After the Bromgard exoneration in 2002, McGrath oversaw an investigation of Melnikoff's Montana crime lab work from the 1980s and late 1970s. The state crime lab is part of the state Justice Department, which McGrath leads as attorney general. Attorneys for Bromgard, including Peter Neufeld, co-director of the New York-based Innocence Project, have criticized McGrath for conducting what they see as an inadequate, limited investigation.

In the Sept. 29 deposition, McGrath, under questioning by Neufeld, attempted to explain why he declined to hire independent, outside specialists to direct the investigation and why his office scrutinized only Melnikoff's hair analysis cases and not other work. The investigation also did not examine potential effects of Melnikoff's training of other crime lab workers, did not scrutinize cases where defendants had pleaded guilty, didn't re-examine the hair samples analyzed by Melnikoff, and didn't try to find the "root cause" enabling Melnikoff to repeatedly provide testimony and analyses later found to be seriously flawed.

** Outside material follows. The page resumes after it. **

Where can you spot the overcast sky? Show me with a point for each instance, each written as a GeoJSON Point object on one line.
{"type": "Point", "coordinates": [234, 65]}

"What was your reason for rejecting the recommendation of the peer review committee (of national forensic experts) with respect to bringing in outside experts?" Neufeld asked McGrath at one point. "I didn't think that any purpose would be served," said McGrath, who is now running for chief justice of the Montana Supreme Court. "It's also a very expensive process." "Did you make any inquiry as to what the cost would be of bringing in one or more experts to be brought in?" Neufeld asked. "No," McGrath replied.

"But nevertheless, without doing any research, and getting any numbers, or asking any experts what they would charge, you concluded it would be too expensive; is that a fair statement?" "That was one of the factors that I considered," said McGrath.

As McGrath went on to explain, his office focused on whether Melnikoff's hair analysis may have led to wrongly convicting someone. The office, with the help of crime lab personnel, identified about 250 criminal cases where Melnikoff had "generated a report." The review then zeroed in on some two dozen cases in which the defendant was in prison and Melnikoff's hair report had a "positive association" linking the defendant to the victim of the crime - just as he had done with Bromgard, erroneously. Melnikoff also testified in some of these cases. McGrath said he did not scrutinize 13 of these cases where the suspect pleaded guilty.

Ultimately, McGrath, with the help of investigators and staff in his office, determined that Melnikoff's testimony was not the deciding factor in the 12 cases where someone was convicted and sent to prison. "None of the individuals listed in the attached report were wrongly convicted based on the work or testimony of Arnold Melnikoff," he said in a January 2004 memo on the review.

McGrath rejected a request by Neufeld and the Innocence Project to audit all of Melnikoff's work with an independent "oversight committee" and outside forensic experts - regardless of whether the case involved hair analysis or whether the suspect had pleaded guilty or was in prison. The Innocence Project later asked the Montana Supreme Court to order an independent, more sweeping investigation, but the court declined in 2004, saying it didn't have authority to do so.

The Innocence Project notified Washington state in 2002 of Melnikoff's errors in Montana and urged a review of his work. The Washington State Patrol responded by auditing 100 of 1,300 cases on which Melnikoff had worked from 1998 to 2002. Like Montana, it did an internal review, without calling in outside experts.

However, unlike Montana, the Washington State Patrol did not publicize its 2003 audit findings. It took an investigative report by a Seattle newspaper a year later to bring the findings to light. Prosecutors and defense attorneys involved in the cases where Melnikoff's work was questioned had not been informed of the findings.